Aim: Several studies have demonstrated the effective antithrombotic action of mesoglycan to treat chronic venous disease (CVD). The study aimed to assess clinical and quality of life (QoL) (CIVIQ 20 questionnaire) improvements in mesoglycan-treated patients with clinical, etiological, anatomical and pathophysiological (CEAP) stages 2 and 3.
Methods: The open, multicentre, uncontrolled, observational, prospective study involved treating patients with 50 mg x 2/day mesoglycan for 2 months and measuring improvement to lower-limb edema and QoL in the Global, Physical, Pain, Psychological, and Social Dimensions of the Chronic Venous Disease Quality-of-Life Questionnaire (CIVIQ 20) at the first, baseline visit (V1), at the end of treatment (V2) and 2 (V3) and 4 months after treatment completion (V4). At the last visit (V4), patient disease status was assessed objectively (by the treating physician) and subjectively (by the patient). The study population was divided into three groups: 1) patients with only varicose veins; 2) patients with only lower-limb edema; 3) patients with varicose veins and edema (ITT population).

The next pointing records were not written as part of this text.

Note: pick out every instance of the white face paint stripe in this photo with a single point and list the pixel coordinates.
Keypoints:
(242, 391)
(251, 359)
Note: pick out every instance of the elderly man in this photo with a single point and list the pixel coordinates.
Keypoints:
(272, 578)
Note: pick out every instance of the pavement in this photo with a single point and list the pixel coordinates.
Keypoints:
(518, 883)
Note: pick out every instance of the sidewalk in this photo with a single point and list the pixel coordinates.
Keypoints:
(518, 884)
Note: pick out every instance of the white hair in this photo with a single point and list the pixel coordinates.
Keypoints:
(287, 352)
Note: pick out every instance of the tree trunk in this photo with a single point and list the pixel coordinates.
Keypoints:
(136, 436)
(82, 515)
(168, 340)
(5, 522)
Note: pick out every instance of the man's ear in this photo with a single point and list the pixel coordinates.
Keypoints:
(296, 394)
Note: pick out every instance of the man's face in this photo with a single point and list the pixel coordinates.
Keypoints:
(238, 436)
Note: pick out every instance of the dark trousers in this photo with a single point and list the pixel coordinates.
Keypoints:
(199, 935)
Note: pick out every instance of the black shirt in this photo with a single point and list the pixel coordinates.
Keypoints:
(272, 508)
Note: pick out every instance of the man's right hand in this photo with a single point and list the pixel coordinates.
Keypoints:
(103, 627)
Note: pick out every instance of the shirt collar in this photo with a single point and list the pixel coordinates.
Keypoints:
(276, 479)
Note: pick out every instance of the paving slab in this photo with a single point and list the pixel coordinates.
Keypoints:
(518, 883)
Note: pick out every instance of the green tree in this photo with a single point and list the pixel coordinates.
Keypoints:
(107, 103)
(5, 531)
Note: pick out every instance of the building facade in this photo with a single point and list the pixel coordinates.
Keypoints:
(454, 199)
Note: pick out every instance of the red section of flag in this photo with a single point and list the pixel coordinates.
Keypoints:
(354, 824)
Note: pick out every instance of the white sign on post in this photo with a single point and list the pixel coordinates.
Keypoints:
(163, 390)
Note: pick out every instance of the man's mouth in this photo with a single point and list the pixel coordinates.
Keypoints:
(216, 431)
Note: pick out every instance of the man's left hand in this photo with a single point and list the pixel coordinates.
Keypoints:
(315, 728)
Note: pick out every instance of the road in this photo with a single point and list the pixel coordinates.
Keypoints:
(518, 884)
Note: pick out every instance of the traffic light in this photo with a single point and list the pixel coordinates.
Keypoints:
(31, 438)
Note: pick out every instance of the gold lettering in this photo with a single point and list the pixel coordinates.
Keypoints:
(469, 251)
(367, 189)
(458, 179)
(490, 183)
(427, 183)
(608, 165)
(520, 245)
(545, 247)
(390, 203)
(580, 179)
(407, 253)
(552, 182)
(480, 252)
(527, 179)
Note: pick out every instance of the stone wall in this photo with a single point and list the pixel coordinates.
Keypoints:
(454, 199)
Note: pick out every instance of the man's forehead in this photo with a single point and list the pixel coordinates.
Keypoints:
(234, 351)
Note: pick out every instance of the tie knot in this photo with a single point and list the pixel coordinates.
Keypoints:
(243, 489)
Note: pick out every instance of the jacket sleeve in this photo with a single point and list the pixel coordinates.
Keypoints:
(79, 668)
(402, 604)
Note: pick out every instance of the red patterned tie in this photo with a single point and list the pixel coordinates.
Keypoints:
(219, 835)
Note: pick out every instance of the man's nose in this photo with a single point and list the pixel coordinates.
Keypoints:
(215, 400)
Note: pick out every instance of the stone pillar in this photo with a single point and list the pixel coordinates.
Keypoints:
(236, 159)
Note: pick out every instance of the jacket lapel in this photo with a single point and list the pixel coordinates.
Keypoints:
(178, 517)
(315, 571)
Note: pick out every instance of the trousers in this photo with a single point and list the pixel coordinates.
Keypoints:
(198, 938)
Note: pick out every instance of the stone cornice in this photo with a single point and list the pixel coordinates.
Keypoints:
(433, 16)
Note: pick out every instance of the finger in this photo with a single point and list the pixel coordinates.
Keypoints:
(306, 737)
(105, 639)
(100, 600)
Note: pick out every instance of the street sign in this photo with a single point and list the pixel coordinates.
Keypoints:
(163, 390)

Results: Seventy-five centers enrolled 1066 patients (ITT population); 914 patients completed the study. Mesoglycan treatment produced significant improvement of edema and lower-limb circumference at every visit, in both patients with edema alone and those with edema and varicose veins (paired sample t-test P<0.001). QoL improved significantly in all questionnaire dimensions in all three patient groups even after treatment was concluded (V2). Improvement continued up to the end of the study observation period (V4) (paired sample t-test P<0.001). Objective clinical improvement of the underlying CVD was found in 76.82% of patients with varicose veins alone, in 82.83% of patients with edema alone, and in 76.7% of patients with varicose veins and edema. Patients' own subjective assessment of improvement was 82.0%, 79.39% and 79.39% respectively for the three groups.
Conclusion: Results showed mesoglycan treatment to improve QoL significantly in patients with CVD as measured by a specific questionnaire like the CIVIQ 20. The extent of average edema reduction observed at the last visit (4 months after the end of drug treatment), suggests mesoglycan might have an etiological role, modifying the physiological factors underlying CVD and not just affording temporary improvement of symptoms.